During the current pandemic, we’ve all been advised to protect ourselves from infection by the SARS-CoV-2 virus that causes COVID-19 by masking, physical distancing and frequent hand-washing. In the September 17 issue of JAMA Ophthalmology, a research team in China suggests that a fourth defensive measure also might be helpful: eye protection.
However, according to an infectious disease expert at Johns Hopkins Medicine, the team’s findings don’t yet mean everyone should don a pair of Clark Kent spectacles to enhance their “superpowers” during a coronavirus attack.

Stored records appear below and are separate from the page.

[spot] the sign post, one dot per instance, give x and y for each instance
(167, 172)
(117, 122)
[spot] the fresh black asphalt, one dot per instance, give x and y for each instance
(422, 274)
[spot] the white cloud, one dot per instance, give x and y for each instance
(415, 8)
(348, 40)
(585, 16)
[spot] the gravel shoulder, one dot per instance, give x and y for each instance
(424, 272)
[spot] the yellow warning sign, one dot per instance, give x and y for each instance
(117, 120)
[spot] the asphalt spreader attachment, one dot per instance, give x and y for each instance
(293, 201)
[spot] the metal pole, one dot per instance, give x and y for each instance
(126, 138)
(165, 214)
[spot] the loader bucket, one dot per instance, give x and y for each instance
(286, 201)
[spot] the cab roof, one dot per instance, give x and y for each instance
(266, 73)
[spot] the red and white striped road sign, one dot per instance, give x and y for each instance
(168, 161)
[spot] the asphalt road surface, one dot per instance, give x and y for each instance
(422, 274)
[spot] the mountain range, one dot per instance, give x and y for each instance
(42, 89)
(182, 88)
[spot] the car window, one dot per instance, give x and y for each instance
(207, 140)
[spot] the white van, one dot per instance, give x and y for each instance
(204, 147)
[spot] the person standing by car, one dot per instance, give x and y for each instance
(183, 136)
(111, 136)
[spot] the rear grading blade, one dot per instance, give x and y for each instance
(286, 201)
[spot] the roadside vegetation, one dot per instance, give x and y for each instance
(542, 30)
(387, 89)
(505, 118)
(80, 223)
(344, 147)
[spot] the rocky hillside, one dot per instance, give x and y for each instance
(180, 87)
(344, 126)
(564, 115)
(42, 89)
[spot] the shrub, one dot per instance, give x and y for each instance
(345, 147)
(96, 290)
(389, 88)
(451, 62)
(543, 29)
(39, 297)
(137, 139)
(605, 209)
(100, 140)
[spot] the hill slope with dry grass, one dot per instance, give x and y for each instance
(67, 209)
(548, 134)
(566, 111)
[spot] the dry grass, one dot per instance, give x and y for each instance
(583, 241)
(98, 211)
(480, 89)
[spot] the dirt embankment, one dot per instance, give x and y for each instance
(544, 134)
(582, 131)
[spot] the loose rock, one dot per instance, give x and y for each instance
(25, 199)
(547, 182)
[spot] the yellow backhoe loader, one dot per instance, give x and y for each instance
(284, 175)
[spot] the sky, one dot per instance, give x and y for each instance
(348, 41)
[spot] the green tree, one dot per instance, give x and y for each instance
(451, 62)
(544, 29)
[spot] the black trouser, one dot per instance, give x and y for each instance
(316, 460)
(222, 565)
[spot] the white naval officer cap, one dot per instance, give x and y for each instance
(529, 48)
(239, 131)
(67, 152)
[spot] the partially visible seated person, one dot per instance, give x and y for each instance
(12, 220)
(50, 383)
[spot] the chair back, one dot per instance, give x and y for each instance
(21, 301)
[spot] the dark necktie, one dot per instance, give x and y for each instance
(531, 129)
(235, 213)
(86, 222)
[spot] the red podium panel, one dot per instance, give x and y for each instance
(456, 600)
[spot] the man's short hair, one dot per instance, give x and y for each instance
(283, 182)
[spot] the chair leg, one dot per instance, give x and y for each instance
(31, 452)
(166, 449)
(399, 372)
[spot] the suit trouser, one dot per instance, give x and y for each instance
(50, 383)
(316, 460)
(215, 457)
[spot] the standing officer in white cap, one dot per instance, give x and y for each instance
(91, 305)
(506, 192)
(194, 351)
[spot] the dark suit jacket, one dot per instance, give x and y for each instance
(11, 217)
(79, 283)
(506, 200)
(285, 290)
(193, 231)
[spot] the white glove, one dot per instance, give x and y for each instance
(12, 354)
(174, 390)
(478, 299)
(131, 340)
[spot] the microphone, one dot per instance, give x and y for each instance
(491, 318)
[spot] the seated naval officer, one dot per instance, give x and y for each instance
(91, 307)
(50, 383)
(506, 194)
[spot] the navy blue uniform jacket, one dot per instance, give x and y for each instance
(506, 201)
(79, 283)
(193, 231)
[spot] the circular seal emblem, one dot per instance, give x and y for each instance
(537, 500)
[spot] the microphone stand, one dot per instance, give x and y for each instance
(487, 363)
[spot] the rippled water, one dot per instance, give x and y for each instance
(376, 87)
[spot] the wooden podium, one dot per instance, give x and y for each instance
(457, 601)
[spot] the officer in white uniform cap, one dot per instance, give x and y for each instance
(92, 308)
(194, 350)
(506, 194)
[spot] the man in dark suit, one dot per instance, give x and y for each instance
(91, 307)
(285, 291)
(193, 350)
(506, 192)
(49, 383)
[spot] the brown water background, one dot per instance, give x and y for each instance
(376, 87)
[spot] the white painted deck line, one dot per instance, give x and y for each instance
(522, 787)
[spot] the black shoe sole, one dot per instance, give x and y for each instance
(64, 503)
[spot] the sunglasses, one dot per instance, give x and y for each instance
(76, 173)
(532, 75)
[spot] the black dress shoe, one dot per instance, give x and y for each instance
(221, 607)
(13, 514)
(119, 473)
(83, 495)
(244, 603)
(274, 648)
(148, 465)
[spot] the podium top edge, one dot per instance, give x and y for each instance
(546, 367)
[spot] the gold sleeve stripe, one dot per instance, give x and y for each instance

In their paper, Weibiao Zeng, M.S., at the Second Affiliated Hospital of Nanchang University, and colleagues at three other Chinese medical institutions describe a retrospective study of 276 people in China’s Hubei Province who tested positive for the SARS-CoV-2 virus at the beginning of the pandemic. The researchers found that the proportion of patients who wore eyeglasses more than eight hours per day was significantly lower than in the general population.
From these data, the researchers claim that wearing eyeglasses more than a third of the day may provide some protection against SARS-CoV-2 infection, and that eyeglasses may act as a partial barrier to help keep people from touching their eyes.
“The findings, although intriguing, should not be considered as conclusive proof that the general public should begin wearing face shields, goggles or other ocular personal protective equipment — along with wearing masks and not touching their eyes — to obtain any substantial protection from SARS-CoV-2 infection,” says Lisa Maragakis, M.D., M.P.H., senior director of infection prevention at the Johns Hopkins Health System, associate professor of medicine at the Johns Hopkins University School of Medicine and author of a commentary on the study that appears in the same issue of JAMA Ophthalmology.
Maragakis says there are several reasons for her caution.
“The study looks at a time very early in the pandemic before universal masking and physical distancing became common prevention practices. There may be confounding variables or an alternate explanation for the apparent protective effect of eyeglasses, and the data on the general population — against which the eyeglasses-wearing habits of the study patients are compared — were collected years ago in a different region of China,” she explains.
However, Maragakis says more studies — using data from both people who previously had COVID-19 and from patients newly diagnosed with the disease — would be valuable to confirm the study’s findings and to better define any benefit for the general public by adding eye protection as a defensive practice.